If you are as passionate about data quality and governance and I am, then the 5+-year wait for a scalable capability to take on data trust is amazingly validating. The era for "good enough" when it comes to big data is giving way to an understanding that the way analysts have gotten away with "good enough" was through a significant amount of manual data wrangling. As an analyst, it must have felt like your parents saying you can't see your friends and play outside until you cleaned your room (and if it's anything like my kids' rooms, that's a tall order).
There is no denying that analysts are the first to benefit from data preparation tools such as Altyrex, Paxata, and Trifacta. It's a matter of time to value for insight. What is still unrecognized in the broader data management and governance strategy is that these early forays are laying the foundation for data citizenry and the cultural shift toward a truly data-driven organization.
Today's data reality is that consumers of data are like any other consumers; they want to shop for what they need. This data consumer journey begins by looking in their own spreadsheets, databases, and warehouses. When they can't find what they want there, data consumers turn to external sources such as partners, third parties, and the Web. Their tool to define the value of data, and ultimately if they will procure it and possibly pay for it, is what data preparation tools help with. The other outcome of this data-shopping experience is that they are taking on the risk and accountability for the value of the data as it is introduced into analysis, decision-making, and automation.
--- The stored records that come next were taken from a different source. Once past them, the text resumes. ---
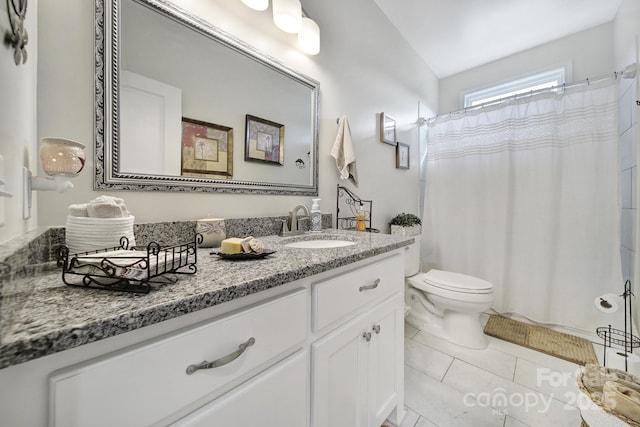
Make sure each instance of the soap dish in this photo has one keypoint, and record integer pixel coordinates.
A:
(244, 256)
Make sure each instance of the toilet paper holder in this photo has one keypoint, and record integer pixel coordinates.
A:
(623, 338)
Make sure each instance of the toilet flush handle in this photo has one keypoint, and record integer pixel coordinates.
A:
(371, 286)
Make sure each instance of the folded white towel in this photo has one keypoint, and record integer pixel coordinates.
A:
(342, 150)
(107, 207)
(79, 210)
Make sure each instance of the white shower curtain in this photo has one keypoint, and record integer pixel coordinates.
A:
(525, 195)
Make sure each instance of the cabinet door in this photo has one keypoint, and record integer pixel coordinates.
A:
(385, 361)
(277, 397)
(339, 360)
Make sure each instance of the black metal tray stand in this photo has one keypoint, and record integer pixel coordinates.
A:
(127, 269)
(624, 339)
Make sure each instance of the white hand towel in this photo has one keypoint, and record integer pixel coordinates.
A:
(342, 151)
(107, 207)
(79, 210)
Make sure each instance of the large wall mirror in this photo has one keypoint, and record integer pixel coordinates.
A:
(183, 106)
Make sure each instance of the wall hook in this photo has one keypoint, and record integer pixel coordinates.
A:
(17, 37)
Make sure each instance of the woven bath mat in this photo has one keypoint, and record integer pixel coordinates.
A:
(558, 344)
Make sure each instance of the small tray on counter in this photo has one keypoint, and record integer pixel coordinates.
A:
(244, 256)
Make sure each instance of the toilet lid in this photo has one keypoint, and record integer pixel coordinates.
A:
(457, 282)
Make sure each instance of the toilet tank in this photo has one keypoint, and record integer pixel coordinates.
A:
(412, 258)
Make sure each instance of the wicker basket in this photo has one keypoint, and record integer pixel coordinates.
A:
(598, 401)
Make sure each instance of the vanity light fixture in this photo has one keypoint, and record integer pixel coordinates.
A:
(61, 159)
(287, 15)
(290, 17)
(257, 4)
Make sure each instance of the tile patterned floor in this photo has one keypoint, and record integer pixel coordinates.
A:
(504, 385)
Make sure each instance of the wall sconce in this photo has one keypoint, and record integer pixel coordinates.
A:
(290, 17)
(61, 159)
(17, 38)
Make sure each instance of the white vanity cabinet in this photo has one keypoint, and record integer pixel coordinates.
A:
(151, 384)
(357, 367)
(325, 350)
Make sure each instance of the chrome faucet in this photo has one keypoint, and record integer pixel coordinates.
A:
(290, 227)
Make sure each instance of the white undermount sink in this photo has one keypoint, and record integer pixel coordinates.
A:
(320, 242)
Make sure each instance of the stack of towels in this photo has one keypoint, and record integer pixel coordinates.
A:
(101, 207)
(98, 224)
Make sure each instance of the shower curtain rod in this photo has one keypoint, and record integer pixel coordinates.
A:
(629, 72)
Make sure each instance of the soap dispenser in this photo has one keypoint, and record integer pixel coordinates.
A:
(316, 215)
(361, 218)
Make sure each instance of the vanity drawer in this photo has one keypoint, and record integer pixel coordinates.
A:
(340, 296)
(142, 386)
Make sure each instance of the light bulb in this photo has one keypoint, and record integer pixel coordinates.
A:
(257, 4)
(309, 36)
(287, 15)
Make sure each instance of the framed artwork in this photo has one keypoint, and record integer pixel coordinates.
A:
(207, 149)
(264, 141)
(387, 129)
(402, 156)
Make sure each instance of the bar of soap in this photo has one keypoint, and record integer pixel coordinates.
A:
(232, 245)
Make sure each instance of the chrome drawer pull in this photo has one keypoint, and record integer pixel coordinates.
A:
(223, 360)
(369, 287)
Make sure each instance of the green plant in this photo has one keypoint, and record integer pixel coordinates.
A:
(405, 220)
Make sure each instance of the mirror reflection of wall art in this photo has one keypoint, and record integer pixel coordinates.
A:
(264, 141)
(387, 129)
(402, 156)
(207, 149)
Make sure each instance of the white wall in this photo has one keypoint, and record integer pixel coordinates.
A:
(364, 67)
(626, 51)
(17, 121)
(585, 54)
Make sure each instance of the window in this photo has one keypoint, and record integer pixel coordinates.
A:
(526, 84)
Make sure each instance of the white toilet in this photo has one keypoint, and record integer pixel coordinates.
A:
(445, 304)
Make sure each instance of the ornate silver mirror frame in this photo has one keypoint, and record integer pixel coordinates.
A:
(107, 120)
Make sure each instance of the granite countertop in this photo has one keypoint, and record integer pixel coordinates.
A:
(57, 317)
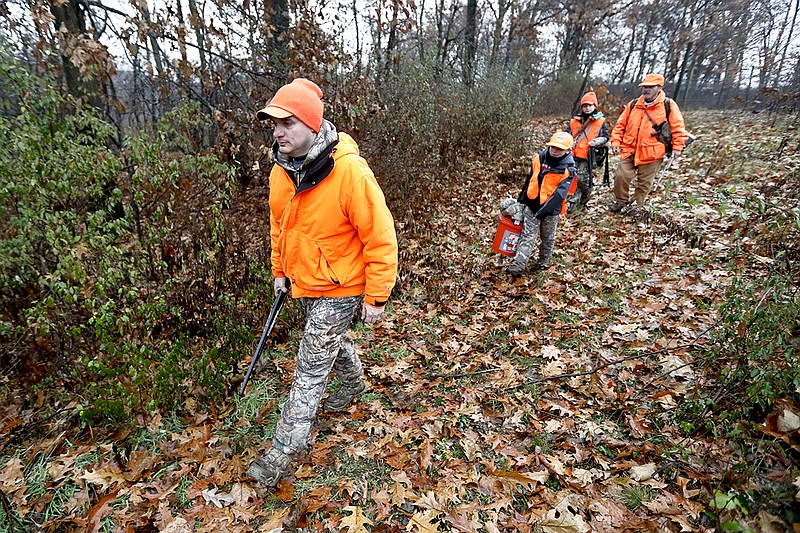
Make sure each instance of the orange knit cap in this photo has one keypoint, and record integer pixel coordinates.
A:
(651, 80)
(589, 98)
(562, 140)
(302, 99)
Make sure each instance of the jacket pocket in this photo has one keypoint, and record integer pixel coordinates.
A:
(313, 270)
(329, 263)
(651, 149)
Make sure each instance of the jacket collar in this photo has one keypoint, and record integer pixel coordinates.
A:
(318, 163)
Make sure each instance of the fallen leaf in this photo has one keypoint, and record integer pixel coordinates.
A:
(220, 499)
(643, 472)
(563, 519)
(356, 521)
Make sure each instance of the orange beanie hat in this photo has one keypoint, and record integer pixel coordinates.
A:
(589, 98)
(302, 99)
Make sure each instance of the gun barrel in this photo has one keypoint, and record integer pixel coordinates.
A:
(280, 298)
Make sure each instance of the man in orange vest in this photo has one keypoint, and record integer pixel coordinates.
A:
(634, 138)
(589, 129)
(333, 242)
(542, 200)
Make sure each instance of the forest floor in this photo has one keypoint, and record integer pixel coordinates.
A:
(552, 402)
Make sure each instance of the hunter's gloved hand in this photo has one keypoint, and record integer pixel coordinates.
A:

Think about it — those centralized data governance committees of data stewards and custodians can only do so much. Their goal is to drive broader cultural accountability for data. However, traditional data practices emphasized governing data to maintain systems of record and define authoritative sources. What data preparation tools are doing is shifting the data governance model to transition data stewardship and custodianship broadly to data consumers, who will shape and govern data toward end-point interaction — business processes, machine processes, mobile consumption, etc.
What this means for data governance and management teams is that they not only get support from their broader data citizens but they also have a window into the wider consumption and use of data. Data pros can translate this into more scalable and agile capabilities and controls without lengthy requirements gathering. They can even use data preparation tools to prototype and validate new data marts; data sets and models for big data; and virtualized data for analysis, applications, and APIs.
Data preparation is that missing capability that is easily addressing analyst needs, but it will take on greater importance to scale not only governance but the value that data provides to the business. Without it, data strategy is stuck in the warehouse. With data preparation, data will drive insights into action at scale.